It is worth considering whether the cues inhibited learning rather than biased “informed” choice, perhaps by confusing or distracting the animal. However, animals trained on both the cued and uncued versions of the task developed stable choice preferences within the same time frame. Similar to behavior on the uncued task, animals performing the cued rGT exhibited clear preference for one of the four options, indicating that behavior is unlikely to be driven by random sampling. It thus appears that the cues neither enhanced nor impaired acquisition of the task, but simply drove preference for riskier outcomes. Animals on both tasks also made comparable numbers of premature responses and omissions and latencies to choose an option and collect any resulting reward did not differ across versions. It is therefore difficult to attribute the increase in risky choice on the cued task to general changes in motivation, task engagement, or a lack of awareness of the reward contingencies in play. As shown previously, choice could also be modulated independently from other behavioral variables, suggesting somewhat dissociable pharmacological regulation of these distinct aspects of performance (Zeeb et al., 2009, 2013; Silveira et al., 2015).
The question then remains as to the cognitive and neurobiological mechanisms by which reward-paired cues elicit such a shift in choice behavior. Given the numerous reports demonstrating that amphetamine potentiates the behavioral influence of reward-paired cues, the fact that amphetamine does not potentiate cue-induced risky choice appears to be something of an anomaly. For example, amphetamine increases responding for reward-paired cues in tests of conditioned reinforcement (Hill, 1970; Robbins, 1976), enhances Pavlovian approach to reward paired cues in sign-tracking procedures (Hitchcott et al., 1997; Phillips et al., 2003), potentiates cue-induced relapse to drug seeking (Saunders et al., 2013), and also enhances the influence of reward-paired cues in a delay-discounting task (Cardinal et al., 2001). Amphetamine also increases choice of larger uncertain options in other rodent tasks (St. Onge and Floresco, 2009; Cocker et al., 2012).
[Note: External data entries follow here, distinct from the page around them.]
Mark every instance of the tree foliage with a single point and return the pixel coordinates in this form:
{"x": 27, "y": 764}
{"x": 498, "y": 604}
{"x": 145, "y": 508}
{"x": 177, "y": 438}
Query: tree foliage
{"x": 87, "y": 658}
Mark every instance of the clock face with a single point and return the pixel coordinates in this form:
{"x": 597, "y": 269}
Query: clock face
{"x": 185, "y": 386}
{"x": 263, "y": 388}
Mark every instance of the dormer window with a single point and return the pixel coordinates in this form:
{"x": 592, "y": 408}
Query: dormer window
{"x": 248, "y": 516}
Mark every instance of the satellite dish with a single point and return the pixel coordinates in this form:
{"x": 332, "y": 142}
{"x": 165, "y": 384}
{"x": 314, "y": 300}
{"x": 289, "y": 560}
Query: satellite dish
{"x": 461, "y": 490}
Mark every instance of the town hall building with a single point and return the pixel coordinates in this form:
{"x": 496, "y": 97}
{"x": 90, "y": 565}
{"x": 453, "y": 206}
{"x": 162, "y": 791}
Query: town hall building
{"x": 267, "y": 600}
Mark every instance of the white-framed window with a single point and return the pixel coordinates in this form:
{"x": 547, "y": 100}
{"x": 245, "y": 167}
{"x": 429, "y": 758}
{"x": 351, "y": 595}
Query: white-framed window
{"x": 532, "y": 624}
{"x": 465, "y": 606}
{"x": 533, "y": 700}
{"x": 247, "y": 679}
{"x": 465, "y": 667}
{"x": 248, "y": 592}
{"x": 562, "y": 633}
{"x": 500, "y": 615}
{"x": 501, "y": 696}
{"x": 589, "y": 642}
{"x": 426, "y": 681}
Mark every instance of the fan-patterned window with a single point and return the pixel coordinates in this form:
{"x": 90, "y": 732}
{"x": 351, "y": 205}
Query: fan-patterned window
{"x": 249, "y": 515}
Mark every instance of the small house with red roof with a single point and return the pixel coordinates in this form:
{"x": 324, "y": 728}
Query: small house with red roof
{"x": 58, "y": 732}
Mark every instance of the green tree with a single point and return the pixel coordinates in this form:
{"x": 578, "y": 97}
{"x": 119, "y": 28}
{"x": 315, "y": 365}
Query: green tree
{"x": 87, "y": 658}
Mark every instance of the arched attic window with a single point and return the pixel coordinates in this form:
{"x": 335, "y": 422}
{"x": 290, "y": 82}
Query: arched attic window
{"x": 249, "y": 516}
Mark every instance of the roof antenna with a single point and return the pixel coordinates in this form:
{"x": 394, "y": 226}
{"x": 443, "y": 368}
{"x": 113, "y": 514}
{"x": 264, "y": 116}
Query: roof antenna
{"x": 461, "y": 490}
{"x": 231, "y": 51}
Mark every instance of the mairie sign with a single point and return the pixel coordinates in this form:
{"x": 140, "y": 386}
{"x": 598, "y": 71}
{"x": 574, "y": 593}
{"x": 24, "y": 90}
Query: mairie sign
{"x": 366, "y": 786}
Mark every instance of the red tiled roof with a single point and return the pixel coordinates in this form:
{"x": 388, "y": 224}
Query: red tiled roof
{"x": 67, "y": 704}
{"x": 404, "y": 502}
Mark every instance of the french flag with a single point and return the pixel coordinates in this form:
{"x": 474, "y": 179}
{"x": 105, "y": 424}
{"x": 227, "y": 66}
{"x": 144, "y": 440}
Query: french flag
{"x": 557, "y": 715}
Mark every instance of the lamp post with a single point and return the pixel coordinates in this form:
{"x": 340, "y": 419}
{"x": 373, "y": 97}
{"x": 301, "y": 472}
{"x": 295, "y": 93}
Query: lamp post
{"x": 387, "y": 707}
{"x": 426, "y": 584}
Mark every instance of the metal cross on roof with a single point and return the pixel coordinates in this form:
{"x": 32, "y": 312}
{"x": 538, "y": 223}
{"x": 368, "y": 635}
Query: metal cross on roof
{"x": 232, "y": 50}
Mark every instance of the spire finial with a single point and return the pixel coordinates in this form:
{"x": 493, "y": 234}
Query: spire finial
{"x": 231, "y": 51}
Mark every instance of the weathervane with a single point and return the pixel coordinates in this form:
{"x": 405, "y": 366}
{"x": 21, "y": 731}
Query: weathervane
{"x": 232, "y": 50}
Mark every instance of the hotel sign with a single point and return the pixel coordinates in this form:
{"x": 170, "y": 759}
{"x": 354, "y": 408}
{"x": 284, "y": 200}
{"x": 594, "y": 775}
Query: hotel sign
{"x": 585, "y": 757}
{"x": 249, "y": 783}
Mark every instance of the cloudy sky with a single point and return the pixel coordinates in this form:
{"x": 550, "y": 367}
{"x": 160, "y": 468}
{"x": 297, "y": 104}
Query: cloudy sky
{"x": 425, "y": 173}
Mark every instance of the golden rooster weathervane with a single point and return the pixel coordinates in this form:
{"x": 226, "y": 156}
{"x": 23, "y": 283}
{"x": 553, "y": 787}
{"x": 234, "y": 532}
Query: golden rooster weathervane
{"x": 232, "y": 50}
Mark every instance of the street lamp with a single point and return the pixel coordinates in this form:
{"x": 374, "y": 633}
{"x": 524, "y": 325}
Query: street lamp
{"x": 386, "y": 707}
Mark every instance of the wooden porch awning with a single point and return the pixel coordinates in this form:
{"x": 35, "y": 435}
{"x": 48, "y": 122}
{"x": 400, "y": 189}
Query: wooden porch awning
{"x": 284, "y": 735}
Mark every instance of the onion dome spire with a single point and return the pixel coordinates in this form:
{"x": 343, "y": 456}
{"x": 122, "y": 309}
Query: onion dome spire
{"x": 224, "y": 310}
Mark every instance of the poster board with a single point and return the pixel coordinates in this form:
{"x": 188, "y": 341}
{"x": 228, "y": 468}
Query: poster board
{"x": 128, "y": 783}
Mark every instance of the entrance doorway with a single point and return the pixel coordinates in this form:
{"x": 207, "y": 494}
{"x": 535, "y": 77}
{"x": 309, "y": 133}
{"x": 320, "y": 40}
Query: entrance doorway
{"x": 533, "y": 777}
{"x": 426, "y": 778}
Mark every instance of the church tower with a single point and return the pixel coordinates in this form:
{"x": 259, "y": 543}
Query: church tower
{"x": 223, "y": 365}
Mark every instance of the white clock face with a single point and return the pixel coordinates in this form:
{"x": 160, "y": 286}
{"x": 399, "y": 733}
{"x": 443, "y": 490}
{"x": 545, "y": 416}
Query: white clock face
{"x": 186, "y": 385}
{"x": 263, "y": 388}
If win-paired cues were enhancing risky choice through their ability to act as traditional conditioned reinforcers or Pavlovian incentive stimuli, then one would expect amphetamine to potentiate this cue-induced shift in preference toward P3. In contrast, amphetamine increased choice of P1 and decreased choice of P2 in the uncued task, consistent with previous reports, yet was without significant effects on the cued procedure.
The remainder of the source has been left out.